Yukarıda tarafları ve konusu yazılı davanın mahkememizce yapılan açık yargılaması sonrasında;
GEREĞİ DÜŞÜNÜLDÜ:
Davacı vekili dava dilekçesinde özetle; davalı banka ile dava dışı asıl borçlular … A.Ş. ve … Enerji A.Ş. arasında imzalanan genel kredi sözleşmelerini müvekkilinin kefil olarak imzaladığından bahisle davalı banka tarafından müvekkili aleyhine icra takibi başlatıldığını, öncelikle kefalet sözleşmelerinde müvekkilinin eş rızasının bulunmaması nedeniyle geçersiz olduğunu, ayrıca müvekkilinin … Devlet Hastanesinin raporundan da anlaşılacağı üzere hafif derecede zeka geriliğine sahip olduğunu, … Sulh Hukuk Mahkemesince 09/06/2010 tarihinde yasal danışman atandığını, davalı bankanın baskıları nedeniyle 2011 ve 2012 yıllarında genel kredi sözleşmelerinin yasal danışman onayı olmaksızın imzalandığını, bu nedenle kefalet sözleşmelerinin geçersiz olduğunu, ayrıca kefalet için mahkemeden izin de alınmadığını, davalı bankanın asıl borçlulara müvekkiline ait teminatların azaltımını taahhüt ettiğini ileri sürerek dilekçesinde bildirdiği diğer nedenlerle kefaletin geçersizliği ile müvekkilinin davalı bankaya borçlu olmadığının tespitine karar verilmesini talep ve dava etmiştir.
Davalı vekili cevap dilekçesinde özetle; davacı hakkında kısıtlama kararı verilmediğini, fiil ehliyetinin sona ermediğini, davacıya mahkeme kararıyla yasal danışman atandığını, dava dışı şirketlere kullandırılan krediler nedeniyle davacının yasal danışmanı Av. …’nin onayının alındığını, davacının dilekçede ayrıntıları yazılı kredi sözleşmelerine kefil sıfatıyla imzaladığını ve yasal danışman onayının da alındığını, sözleşme tarihi itibariyle eş rızasının bulunması gerektiğine ilişkin bir düzenleme bulunmadığını ileri sürerek dilekçesinde bildirdiği diğer nedenlerle davanın reddini savunmuş, davacının kötüniyet tazminatına mahkumiyetine talep etmiştir.
… 8. İcra Müdürlüğü’nün 2015/… E ve 2015/… E, … 10. İcra Müdürlüğü’nün 2019/… E ve 2018/… E sayılı dosyaların incelenmesinden, takip alacaklısı davalı banka tarafından, davacı ve diğer takip borçluları hakkında genel kredi sözleşmelerine dayalı icra takiplerine girişildiği görülmüştür.
Dava; dava konusu genel kredi sözleşmesindeki kefaletlerin geçersizliği iddiasına dayalı borçlu olunmadığının tespiti istemine ilişkindir.
Kefalet sözleşmesinin geçerli olması için kefilin kefalet ehliyetine sahip olması gerekir.

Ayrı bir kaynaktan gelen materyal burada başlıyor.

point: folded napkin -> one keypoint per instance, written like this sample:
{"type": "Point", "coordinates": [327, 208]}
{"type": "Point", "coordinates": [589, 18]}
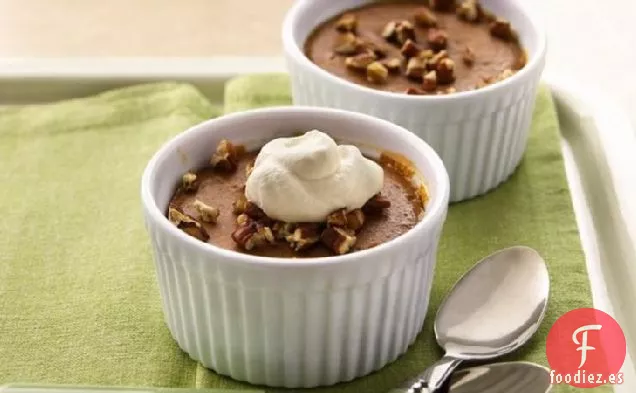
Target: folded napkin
{"type": "Point", "coordinates": [79, 302]}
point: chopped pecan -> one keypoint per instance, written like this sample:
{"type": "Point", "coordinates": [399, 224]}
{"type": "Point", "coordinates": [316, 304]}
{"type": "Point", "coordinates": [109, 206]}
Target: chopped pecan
{"type": "Point", "coordinates": [338, 218]}
{"type": "Point", "coordinates": [468, 11]}
{"type": "Point", "coordinates": [348, 44]}
{"type": "Point", "coordinates": [442, 5]}
{"type": "Point", "coordinates": [445, 71]}
{"type": "Point", "coordinates": [304, 236]}
{"type": "Point", "coordinates": [468, 56]}
{"type": "Point", "coordinates": [415, 68]}
{"type": "Point", "coordinates": [283, 229]}
{"type": "Point", "coordinates": [437, 39]}
{"type": "Point", "coordinates": [360, 62]}
{"type": "Point", "coordinates": [393, 64]}
{"type": "Point", "coordinates": [413, 91]}
{"type": "Point", "coordinates": [346, 23]}
{"type": "Point", "coordinates": [377, 73]}
{"type": "Point", "coordinates": [355, 219]}
{"type": "Point", "coordinates": [429, 82]}
{"type": "Point", "coordinates": [338, 240]}
{"type": "Point", "coordinates": [502, 28]}
{"type": "Point", "coordinates": [409, 49]}
{"type": "Point", "coordinates": [425, 18]}
{"type": "Point", "coordinates": [187, 224]}
{"type": "Point", "coordinates": [376, 204]}
{"type": "Point", "coordinates": [188, 181]}
{"type": "Point", "coordinates": [251, 235]}
{"type": "Point", "coordinates": [207, 213]}
{"type": "Point", "coordinates": [404, 31]}
{"type": "Point", "coordinates": [432, 63]}
{"type": "Point", "coordinates": [240, 205]}
{"type": "Point", "coordinates": [226, 156]}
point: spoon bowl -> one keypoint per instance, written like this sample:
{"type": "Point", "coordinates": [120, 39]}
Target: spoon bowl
{"type": "Point", "coordinates": [492, 310]}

Fiil (sözleşme) ehliyetine sahip olan herkes, yani tam ehliyetliler kefalet sözleşmesi yapabilir, dolayısıyla kefil olabilirler. Buna karşılık, tam ehliyetsizlerin, ne kendileri ne de yasal temsilcileri kefalet sözleşmesi yapabilirler (TMK. m. 14). Aynı şekilde, sınırlı ehliyetsizlerin de kendi başlarına veya yasal temsilcileri aracılığıyla kefalet sözleşmesi yapmaları mümkün değildir. Yasal temsilcilerin (vasi ve velilerin) tam ehliyetsizlerin veya sınırlı ehliyetsiz olan ayırt etme gücüne sahip küçük ve kısıtlı adına kefalet sözleşmesi yapmaları yasak işlemler arasında yer almaktadır (TMK.m. 15, 16, 449, 343).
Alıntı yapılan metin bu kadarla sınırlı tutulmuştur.